An attorney for Eric D. Stennett says he is being unfairly singled out for federal prosecution on a relatively routine drug-and-gun case because of his high-profile acquittal in state court in the death of a Baltimore police officer.
In raising the claim of selective prosecution, attorney Charles M. Curtis has asked a federal judge to order the U.S. attorney's office to turn over notes of any conversations with the city's top police official and prosecutor as well as with the mayor.
U.S. District Judge Catherine C. Blake scheduled a hearing for this morning on Stennett's request - what would be a first step in defense efforts to have the federal charges dismissed on grounds that the 19-year-old Baltimore man was intentionally treated differently from other defendants.
"It appears that his case is being prosecuted in federal court rather than state court based not on the nature of the case itself, but on Mr. Stennett's high-profile acquittal and the political needs of the police commissioner and state's attorney," Curtis said in court filings.
Maryland U.S. Attorney Thomas M. DiBiagio, who is prosecuting the case against Stennett himself, rejected the defense claim as baseless.
"As for the existence of 'pressure' put on the U.S. attorney to prosecute this case in federal court, there was none," DiBiagio said in court papers. "If there is one thing that is certain, no one pressures the U.S. Attorney for the District of Maryland to take any case."
Stennett was arrested March 9 after a foot chase with police in West Baltimore where, officers said, they saw him drop two plastic bags containing crack cocaine and a .38-caliber revolver. Stennett faced an additional drug charge after police said they found cocaine, a drug scale and other paraphernalia in the apartment Stennett shared with his mother, Margaret Beatty.
After the arrest, Baltimore Police Commissioner Edward T. Norris urged federal authorities to prosecute the case in U.S. District Court, where Stennett would face stiffer penalties if convicted.

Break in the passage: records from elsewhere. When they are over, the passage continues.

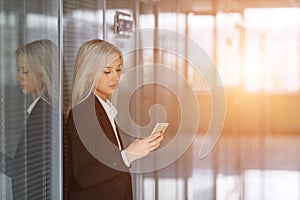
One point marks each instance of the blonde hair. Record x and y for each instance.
(41, 56)
(90, 62)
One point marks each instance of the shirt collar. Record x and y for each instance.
(109, 108)
(30, 108)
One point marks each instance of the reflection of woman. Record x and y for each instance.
(29, 169)
(100, 162)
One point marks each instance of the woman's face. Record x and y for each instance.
(25, 77)
(110, 77)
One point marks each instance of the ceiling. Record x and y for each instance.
(202, 6)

Stennett was acquitted early last year on state murder and manslaughter charges stemming from a high-speed car chase in April 2000 that killed Officer Kevon M. Gavin. Stennett, then 17 and wearing bulletproof body armor, was accused of leading the chase that ended with his Ford Bronco plowing into Gavin's cruiser.
Stennett was found not guilty after a jury in Baltimore Circuit Court determined that investigators had mishandled much of the evidence in the case. The jury's verdict drew loud protests from city officials and criticism of State's Attorney Patricia C. Jessamy.

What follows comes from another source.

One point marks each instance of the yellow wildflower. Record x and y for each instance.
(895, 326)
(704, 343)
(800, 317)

The earlier case has loomed large over the new one. Curtis has asked Blake to move the trial outside Baltimore, because of publicity surrounding Stennett's acquittal and efforts by political leaders to ban the sale of body armor to minors after Gavin's death.
Curtis said that without the backdrop of the prior case, the new charges against Stennett never would have landed in federal court.
"The only reason this is in federal court is because of who it is, and his past history," he said yesterday.
In his court filings, Curtis also has asked for copies of DiBiagio's policies governing federal prosecutions of city gun crimes, an issue that has received considerable attention since DiBiagio was sworn in last fall and announced plans to emphasize major violent crimes, public corruption and white-collar fraud over routine street offenses.
DiBiagio countered that the case against Stennett is not a simple gun case, but rather a significant drug trafficking case.
"Clearly, federal prosecution of this type of case, rather than being unusual, is typical of what is prosecuted in this District," DiBiagio said in court papers.